All that is certain, in other words, is myth. And Vargas’ play out in a kind of junkyard universe––on retired circus banners and in cluttered shopping carts. Like the artist himself, these objects have traveled. The banners show the creases of their countless folds. The carts and the objects within have nicks, dents, and stains. In part, wear-and-tear is what lends the works a strange, spiritual quality: these discarded ephemera––transient things intended to have a short life span––have been reimagined, reincarnated into monuments of mythological proportion.

Yet the other-worldliness also comes from the marks Vargas has contributed: the barren desert scenes he has painted over the banners and the sculptures he has assembled inside the carts. These are landscapes of isolation, of nomadism, with lonely figures (such as the artist’s luchador-masked alter ego El Santo de Santurce) and supernatural elements that call to mind Odyssean wanderings updated for our material age.

Lost, is perhaps, as universal a feeling as love nowadays––so many people have been physically, geographically, economically, temporally, or existentially disoriented. How do we find our way when we cannot retrace our steps? In Este es mi mundo. ¡Entra!, we are presented with a first step: an invitation to embrace the unknown and enter into the unfamiliar, which is in fact the only place where true discovery can occur.

An interview with the artist accompanying the exhibition can be downloaded below.

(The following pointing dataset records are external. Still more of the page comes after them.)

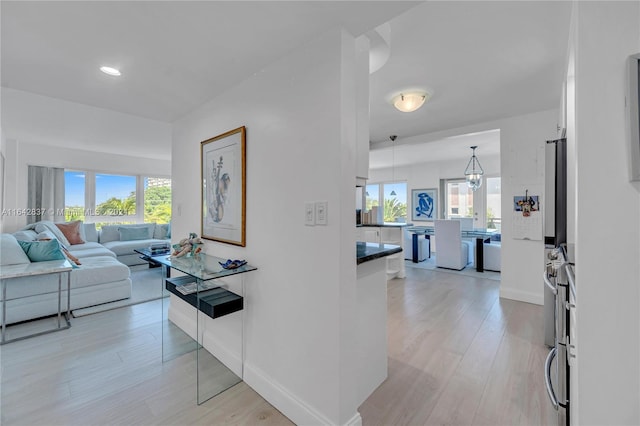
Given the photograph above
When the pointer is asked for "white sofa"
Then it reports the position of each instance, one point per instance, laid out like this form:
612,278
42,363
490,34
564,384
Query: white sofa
99,279
109,237
103,275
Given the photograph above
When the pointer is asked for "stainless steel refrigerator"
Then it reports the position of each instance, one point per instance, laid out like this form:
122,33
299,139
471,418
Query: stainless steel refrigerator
559,281
555,220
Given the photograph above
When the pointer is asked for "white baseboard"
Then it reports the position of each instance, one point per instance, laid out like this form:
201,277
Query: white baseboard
355,420
522,296
295,409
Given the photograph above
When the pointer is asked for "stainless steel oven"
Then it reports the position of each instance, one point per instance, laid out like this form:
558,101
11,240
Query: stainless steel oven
559,278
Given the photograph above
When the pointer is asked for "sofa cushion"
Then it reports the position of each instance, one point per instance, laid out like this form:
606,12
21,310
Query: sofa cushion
82,251
26,235
71,231
90,232
98,270
42,251
10,251
112,232
126,247
46,225
134,233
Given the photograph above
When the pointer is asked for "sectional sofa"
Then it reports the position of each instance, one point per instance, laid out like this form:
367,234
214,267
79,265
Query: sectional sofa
102,276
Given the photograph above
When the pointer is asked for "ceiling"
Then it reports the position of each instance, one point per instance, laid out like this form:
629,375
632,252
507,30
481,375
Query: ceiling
481,60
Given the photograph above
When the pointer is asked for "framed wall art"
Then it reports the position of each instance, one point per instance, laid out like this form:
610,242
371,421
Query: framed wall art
424,204
223,171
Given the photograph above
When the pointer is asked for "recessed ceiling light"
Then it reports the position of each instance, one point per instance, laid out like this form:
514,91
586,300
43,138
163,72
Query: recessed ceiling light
110,71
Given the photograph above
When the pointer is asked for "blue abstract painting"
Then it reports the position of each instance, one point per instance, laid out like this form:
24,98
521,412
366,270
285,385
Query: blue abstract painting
424,204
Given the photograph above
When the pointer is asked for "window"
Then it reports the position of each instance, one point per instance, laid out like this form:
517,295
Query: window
74,195
484,205
392,196
111,199
115,195
458,199
157,200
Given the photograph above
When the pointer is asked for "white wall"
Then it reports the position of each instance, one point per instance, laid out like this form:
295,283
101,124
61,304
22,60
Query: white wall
300,317
49,121
607,226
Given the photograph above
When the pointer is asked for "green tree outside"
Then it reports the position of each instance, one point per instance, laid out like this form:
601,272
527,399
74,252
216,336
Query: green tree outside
394,209
157,204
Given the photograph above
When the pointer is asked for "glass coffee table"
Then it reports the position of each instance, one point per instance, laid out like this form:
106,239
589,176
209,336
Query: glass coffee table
202,295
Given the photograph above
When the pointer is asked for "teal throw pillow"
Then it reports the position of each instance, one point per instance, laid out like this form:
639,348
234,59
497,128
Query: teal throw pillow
41,251
134,233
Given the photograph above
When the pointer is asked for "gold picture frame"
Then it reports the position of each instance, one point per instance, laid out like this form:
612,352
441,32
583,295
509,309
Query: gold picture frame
223,175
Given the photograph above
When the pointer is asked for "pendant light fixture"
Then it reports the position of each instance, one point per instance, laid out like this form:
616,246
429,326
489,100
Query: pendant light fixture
474,172
393,162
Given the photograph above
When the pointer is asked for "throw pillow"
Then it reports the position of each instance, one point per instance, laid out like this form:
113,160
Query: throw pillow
41,251
25,235
47,225
71,231
74,260
133,233
45,236
11,252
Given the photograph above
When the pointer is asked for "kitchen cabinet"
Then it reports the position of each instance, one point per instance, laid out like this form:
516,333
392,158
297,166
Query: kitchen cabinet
387,234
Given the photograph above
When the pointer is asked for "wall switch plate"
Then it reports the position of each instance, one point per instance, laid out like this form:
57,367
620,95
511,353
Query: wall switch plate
309,214
321,212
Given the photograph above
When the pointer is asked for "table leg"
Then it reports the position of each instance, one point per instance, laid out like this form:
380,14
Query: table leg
4,308
480,254
428,237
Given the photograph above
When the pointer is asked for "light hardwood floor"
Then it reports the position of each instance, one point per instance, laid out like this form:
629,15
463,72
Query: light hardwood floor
458,355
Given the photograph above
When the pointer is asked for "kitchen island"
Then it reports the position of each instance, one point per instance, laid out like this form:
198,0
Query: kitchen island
371,294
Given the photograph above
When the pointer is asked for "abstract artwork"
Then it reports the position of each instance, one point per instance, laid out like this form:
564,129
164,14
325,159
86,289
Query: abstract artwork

Jose Luís Vargas (b. 1965 Santurce, Puerto Rico, lives and works in San Juan, Puerto Rico) is a visual and performance artist, teacher, community coordinator, and radio producer whose work takes history and culture as points of departure for creating personal mythologies that celebrate the eccentricities of humanity and potentialities of the imagination. Over the course of his over thirty-year career during which he has lived in New York, London, Mexico City, Spain, and Switzerland, he has focused on various collaborative artistic endeavors and in that same vein founded the Museum of Supernatural History – a collective project bringing together visual artists, performers, tattoo artists, filmmakers, musicians, photographers, and sound artists for events highlighting marginalized aspects of culture. 

Vargas received his BFA from Pratt Institute, New York in 1988 and studied at The Skowhegan School of Painting and Sculpture in Maine in 1991. In 1994 he received his MFA in painting from the Royal College of Art in London. Vargas also studied art education at Kensington and Chelsea College in London and has taught art courses and workshops in Puerto Rico, New York, and England for over 20 years. Vargas has exhibited at galleries including Lowell Ryan Projects, Los Angeles, CA; Carl Freedman Gallery, Margate, UK; Bill Brady Gallery, Miami, FL; 198 Gallery, London, UK; Roberto Paradise, San Juan, Puerto Rico; The Hole, New York, NY; Rachel Uffner Gallery, New York, NY; Marlborough Gallery, New York, NY; and Embajada, San Juan, Puerto Rico, and at museums including Museo de Arte, Caguas, Puerto Rico; Museum of Contemporary Hispanic Art, New York, NY; and Museo de Arte Contemporáneo, San Juan, Puerto Rico.